Querido Avô
Houve um tempo em que nem todos tinham o direito de pertencer.
Um tempo em que os segredos eram tidos como proteção, e o silêncio como forma de sobrevivência.
Um tempo em que as relações fora do casamento eram escondidas, em que os filhos “ilegítimos” carregavam culpas que não lhes pertenciam, e em que muitas histórias foram deixadas nas margens da memória familiar.
Tu vieste desse tempo.
E a tua ausência tornou-se presença: uma ausência tão marcada, que se transformou em silêncio herdado.
Não sei o teu nome.
Não sei o tom da tua voz, nem o traço do teu rosto.
Durante muito tempo, foste apenas um espaço em branco na árvore da família — um vácuo, uma pergunta sem resposta.
Mas hoje, reconheço-te.
Mesmo sem saber quem foste, sinto que a tua história vive em mim de alguma forma.

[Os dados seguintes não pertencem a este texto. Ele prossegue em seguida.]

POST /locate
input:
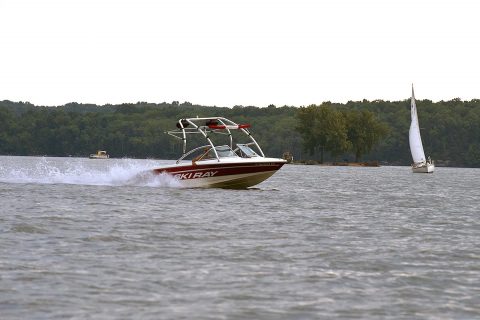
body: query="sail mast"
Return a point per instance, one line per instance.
(416, 146)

Talvez no mistério que sempre envolveu a tua ausência.
Talvez nos ecos de uma dor que não me pertence, mas que carrego sem perceber porquê.
Ou no nó na garganta que aparece quando me dizem “tu tens direito a saber de onde vens”.
Não te escrevo para julgar.
Não te escrevo para exigir o que não pudeste dar.
Escrevo-te para te incluir.
Para te dar um lugar no meu coração e no nosso sistema.
Porque tu estiveste aqui, ainda que ausente. E a vida chegou até mim também por ti.
Sei que, antes de mim, vieram muitos. E que cada um fez o melhor que pôde com o que sabia.
Talvez tenhas tido os teus próprios silêncios, feridas, lutas e impossibilidades.
Talvez a tua ausência tenha sido uma escolha. Ou talvez não tenhas tido escolha alguma.
Eu não sei.
Mas hoje escolho parar de repetir esse vazio.
Escolho ver-te, mesmo sem rosto.
Honrar-te, mesmo sem história.
Libertar-me do peso que não compreendo, e libertar-te também.
Tu és parte da minha história,
mesmo que nunca tenhas estado presente na minha vida.
Com respeito,
Com amor,
Eu devolvo-te o teu destino,
E sigo com a força da vida que passou por ti e chegou até mim.